Ortadoğu Üçlüsü
Mehmet Ali Güller 01 Ocak 1970
Son Hamas-İsrail çatışmasının biri temel, dört nedeni var:
1) İsrail, ABD ve bazı Avrupa ülkelerinin “Bağımsız Filistin devleti”ni kabul etmemesi.
2) Ortadoğu Dörtlüsü’ne fren: Putin de dikkat çekti: “ABD uydurma gerekçelerle (Rusya, ABD, AB ve BM’den oluşan) Ortadoğu Dörtlüsü mekanizmasını fiilen engelledi.”
3) ABD’nin rolü: ABD, İsrail-Filistin arabuluculuğunu tekeline alarak çözümü bağımsız Filistin devleti hedefinden uzaklaştırmakta, oyalamakta, İsrail’e işgali genişletme fırsatı sağlamaktadır.
4) Netanyahu, ABD’nin sağladığı bu fırsatı, “iki devletli çözüm”ü rafa kaldırmanın, Gazze’yi karadan ve denizden ablukaya alarak Filistinlileri sindirmenin, yeni Yahudi yerleşim bölgeleri açarak işgali genişletmenin yolu olarak kullanmaktadır.
Sonuç: Basınç, tüpü patlattı!
BÜYÜK DEVLETLERİN DURUMU
Bu dört neden bile çözümün tekliğine işaret etmektedir: Önce Filistin devletinin kabulü...
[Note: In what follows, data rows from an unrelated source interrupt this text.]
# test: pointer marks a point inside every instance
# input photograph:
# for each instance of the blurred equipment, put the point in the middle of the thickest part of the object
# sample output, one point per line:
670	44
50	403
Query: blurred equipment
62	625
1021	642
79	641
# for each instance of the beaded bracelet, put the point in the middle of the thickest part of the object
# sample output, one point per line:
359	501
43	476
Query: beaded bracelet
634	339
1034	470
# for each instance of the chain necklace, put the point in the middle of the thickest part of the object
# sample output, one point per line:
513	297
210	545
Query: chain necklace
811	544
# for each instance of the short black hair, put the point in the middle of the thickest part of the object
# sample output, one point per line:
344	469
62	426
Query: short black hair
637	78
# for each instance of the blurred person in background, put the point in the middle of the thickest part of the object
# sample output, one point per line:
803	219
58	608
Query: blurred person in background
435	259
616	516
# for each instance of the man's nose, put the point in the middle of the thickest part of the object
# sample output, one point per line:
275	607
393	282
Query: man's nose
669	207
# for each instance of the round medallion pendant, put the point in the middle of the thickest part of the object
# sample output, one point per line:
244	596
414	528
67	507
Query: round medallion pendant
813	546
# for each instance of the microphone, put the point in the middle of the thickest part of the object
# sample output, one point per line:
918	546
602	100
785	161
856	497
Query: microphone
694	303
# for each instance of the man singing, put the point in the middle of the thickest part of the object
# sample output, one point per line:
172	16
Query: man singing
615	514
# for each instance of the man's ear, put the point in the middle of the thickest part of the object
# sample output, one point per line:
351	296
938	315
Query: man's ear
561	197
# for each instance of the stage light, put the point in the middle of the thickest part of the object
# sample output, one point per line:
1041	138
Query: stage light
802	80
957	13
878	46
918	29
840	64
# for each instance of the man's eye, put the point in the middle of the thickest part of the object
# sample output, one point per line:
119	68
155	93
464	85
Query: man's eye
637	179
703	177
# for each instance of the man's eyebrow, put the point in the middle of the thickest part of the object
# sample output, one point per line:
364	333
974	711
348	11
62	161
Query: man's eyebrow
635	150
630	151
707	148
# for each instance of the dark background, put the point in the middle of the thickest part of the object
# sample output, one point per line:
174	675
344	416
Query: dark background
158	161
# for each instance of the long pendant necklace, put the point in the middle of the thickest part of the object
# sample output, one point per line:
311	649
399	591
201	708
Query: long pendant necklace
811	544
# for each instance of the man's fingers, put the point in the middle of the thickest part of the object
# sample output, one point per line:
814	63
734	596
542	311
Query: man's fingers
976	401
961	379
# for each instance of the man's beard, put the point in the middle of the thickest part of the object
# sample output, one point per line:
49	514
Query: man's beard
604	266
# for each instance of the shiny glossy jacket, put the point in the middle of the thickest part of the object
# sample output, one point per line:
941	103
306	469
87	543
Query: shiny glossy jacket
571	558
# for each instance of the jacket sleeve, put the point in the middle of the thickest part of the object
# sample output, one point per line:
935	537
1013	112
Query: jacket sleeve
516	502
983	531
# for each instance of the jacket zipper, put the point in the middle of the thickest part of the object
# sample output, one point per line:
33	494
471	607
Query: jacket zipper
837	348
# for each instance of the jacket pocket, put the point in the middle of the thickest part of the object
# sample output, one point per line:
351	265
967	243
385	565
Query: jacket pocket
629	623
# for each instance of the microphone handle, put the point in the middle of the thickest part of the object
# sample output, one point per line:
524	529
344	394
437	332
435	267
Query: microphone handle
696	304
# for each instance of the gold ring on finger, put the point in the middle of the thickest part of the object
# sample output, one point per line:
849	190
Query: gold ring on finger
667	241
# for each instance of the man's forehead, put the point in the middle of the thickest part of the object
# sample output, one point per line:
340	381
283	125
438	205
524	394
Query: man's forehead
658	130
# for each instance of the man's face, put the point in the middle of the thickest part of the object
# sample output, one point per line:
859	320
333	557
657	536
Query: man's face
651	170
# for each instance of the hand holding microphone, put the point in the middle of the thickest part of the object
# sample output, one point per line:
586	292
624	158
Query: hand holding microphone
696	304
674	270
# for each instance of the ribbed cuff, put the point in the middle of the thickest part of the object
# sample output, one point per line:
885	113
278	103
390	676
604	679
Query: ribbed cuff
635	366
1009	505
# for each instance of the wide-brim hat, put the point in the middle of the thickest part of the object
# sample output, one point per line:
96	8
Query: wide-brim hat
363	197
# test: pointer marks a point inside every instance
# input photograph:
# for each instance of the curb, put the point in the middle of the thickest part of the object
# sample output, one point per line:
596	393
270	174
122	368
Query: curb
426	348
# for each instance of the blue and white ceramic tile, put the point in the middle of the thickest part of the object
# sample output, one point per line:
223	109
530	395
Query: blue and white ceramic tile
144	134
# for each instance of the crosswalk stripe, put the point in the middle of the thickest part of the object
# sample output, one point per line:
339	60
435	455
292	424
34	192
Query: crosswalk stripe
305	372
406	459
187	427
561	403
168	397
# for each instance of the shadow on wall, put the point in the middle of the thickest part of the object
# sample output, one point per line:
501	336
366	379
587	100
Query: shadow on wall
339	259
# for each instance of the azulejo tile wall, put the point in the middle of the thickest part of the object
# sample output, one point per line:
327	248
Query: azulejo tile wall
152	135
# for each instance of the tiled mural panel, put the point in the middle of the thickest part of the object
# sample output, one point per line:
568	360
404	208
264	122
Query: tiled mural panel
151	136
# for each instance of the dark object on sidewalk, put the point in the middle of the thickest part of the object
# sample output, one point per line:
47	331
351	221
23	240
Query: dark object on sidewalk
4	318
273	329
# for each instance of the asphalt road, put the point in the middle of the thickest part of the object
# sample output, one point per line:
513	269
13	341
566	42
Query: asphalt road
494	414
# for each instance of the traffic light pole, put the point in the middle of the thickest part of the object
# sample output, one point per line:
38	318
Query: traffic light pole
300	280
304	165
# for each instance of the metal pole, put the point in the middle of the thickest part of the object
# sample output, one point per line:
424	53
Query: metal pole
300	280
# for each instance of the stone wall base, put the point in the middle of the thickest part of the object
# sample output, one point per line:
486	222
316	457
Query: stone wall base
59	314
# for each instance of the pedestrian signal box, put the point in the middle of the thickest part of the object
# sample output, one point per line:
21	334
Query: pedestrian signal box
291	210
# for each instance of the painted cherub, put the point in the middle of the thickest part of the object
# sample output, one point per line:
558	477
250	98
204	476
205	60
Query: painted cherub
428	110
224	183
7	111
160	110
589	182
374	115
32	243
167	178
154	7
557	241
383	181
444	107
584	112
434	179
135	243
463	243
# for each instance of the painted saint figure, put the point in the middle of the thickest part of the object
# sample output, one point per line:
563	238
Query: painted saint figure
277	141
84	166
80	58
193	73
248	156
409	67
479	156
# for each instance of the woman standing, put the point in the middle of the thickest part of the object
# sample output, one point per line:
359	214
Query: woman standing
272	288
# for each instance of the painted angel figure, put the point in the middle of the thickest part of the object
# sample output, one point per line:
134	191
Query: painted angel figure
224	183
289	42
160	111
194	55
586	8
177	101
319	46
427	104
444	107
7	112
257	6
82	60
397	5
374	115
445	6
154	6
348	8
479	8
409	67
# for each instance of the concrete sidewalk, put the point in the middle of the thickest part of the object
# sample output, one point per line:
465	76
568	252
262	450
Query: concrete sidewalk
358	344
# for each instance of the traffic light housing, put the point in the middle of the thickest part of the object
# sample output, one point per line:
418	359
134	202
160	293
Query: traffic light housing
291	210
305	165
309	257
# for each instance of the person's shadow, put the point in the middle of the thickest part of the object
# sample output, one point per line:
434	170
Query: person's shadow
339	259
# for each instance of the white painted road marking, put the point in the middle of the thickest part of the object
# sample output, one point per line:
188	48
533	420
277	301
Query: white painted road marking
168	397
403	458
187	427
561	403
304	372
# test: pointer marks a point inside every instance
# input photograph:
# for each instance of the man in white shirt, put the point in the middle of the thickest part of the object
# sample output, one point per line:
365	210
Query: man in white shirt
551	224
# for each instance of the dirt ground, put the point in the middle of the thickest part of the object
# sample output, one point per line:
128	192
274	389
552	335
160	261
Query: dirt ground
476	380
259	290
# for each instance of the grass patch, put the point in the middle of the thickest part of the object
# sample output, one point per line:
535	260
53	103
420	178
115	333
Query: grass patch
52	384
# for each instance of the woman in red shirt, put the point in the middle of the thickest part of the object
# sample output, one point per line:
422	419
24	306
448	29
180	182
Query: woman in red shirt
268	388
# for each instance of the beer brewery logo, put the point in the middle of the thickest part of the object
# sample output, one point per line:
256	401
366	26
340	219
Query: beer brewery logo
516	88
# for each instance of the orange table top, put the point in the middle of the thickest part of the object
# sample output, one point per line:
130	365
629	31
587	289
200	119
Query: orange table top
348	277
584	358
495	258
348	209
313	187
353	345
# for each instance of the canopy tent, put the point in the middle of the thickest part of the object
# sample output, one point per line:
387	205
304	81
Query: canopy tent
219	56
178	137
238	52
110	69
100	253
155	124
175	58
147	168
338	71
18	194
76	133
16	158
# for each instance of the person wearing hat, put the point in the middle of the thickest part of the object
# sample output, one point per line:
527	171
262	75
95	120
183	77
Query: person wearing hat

Bu şart yerine getirildiğinde Hamas da 1967 sınırlarına sahip İsrail devletini kabul etmeye mecbur olacaktır. (Kaldı ki Hamas, İsrail’i reddeden anlayışını geride kalan yıllar içerisinde adım adım yumuşatmıştır.) FKÖ zaten tanımaktadır.
Peki İsrail Filistin devletini, Hamas İsrail’i nasıl kabul edecek?
Öncelikle mevcut çatışmayı durdurmak gerekiyor. ABD, AB, Rusya ve BM’den oluşan Ortadoğu Dörtlüsü, Putin’in de belirttiği gibi ABD tarafından çalıştırılmıyor; bu nedenle arabuluculuğu şu şartlarda mümkün değil.
ABD ve AB’nin Ortadoğu Dörtlüsü’nden ayrı arabuluculukları ise zor çünkü İsrail’in yanındalar.
Hem İsrail’le hem Filistin’le arası iyi olan iki büyük devlet var: Çin ve Rusya. Rusya’nın arabuluculuğu hem Ukrayna savaşı nedeniyle hem de İsrail’in saldırdığı Suriye’deki konumu nedeniyle kabul görmeyebilir. Çin’in ise daha önce yazdığımız gibi İsrail-Filistin sorununa adil çözüm için üç önerisi var.
TÜRKİYE’NİN ALABİLECEĞİ İNİSİYATİF
Bölge ülkeleri içinde arabuluculuk için şartları en uygun olan ülke Türkiye’dir. Zira Türkiye hem İsrail’i ilk tanıyan ülkelerin başında gelmekte hem de tarihsel olarak Filistin’e yakın durmaktadır. Öte yandan Ankara hem Hamas’la ilişkisi olan ama hem de bunu İsrail ve Mısır’la normalleşmesi nedeniyle dengeye oturtmaya çalışan bir konumda.
Ancak Ankara’nın tarafları tek başına ateşkese zorlayacak ve masaya oturtacak gücü/yaptırımı yok. Dolayısıyla Ortadoğu’da, Ortadoğululardan oluşacak bir “barış cephesi”ne ihtiyaç var.
Türkiye, Mısır ve Suudi Arabistan’ın “Ortadoğu Üçlüsü” olarak yan yana gelmesi, hele de bir büyük güç olan Çin’in desteğiyle ağırlık oluşturması, Hamas-İsrail çatışmasının bölgeselleşmesini önleyecek bir çare olabilir.
Çin’in desteği, ABD ve AB’yi dengeleyecektir.
TARİHİ FIRSAT
Öte yandan Ortadoğu Üçlüsü’nün sağlayabileceği bir ateşkes, sonrasında faaliyeti dondurulmuş (ABD, AB, Rusya, BM’den oluşan) Ortadoğu Dörtlüsü’nü de harekete geçmeye zorlayabilir ve ardından gelecek bir konferansla, “iki devletli çözüm” zemini oluşturulabilir.
Elbette statükodan nemalananlar, bunun değişmesini istemeyeceklerdir. Ancak önceki yazımızda da dikkat çektiğimiz gibi hem İsrail’in iç çelişkileri hem de çok kutupluluk, statükonun sürdürülemez olduğunun göstergeleridir.
Bu iki durum fırsata dönüştürülerek bölgenin bu en önemli sorununu hem Arapların hem de Yahudilerin yararına çözebilmek mümkündür ve tarihi önemdedir.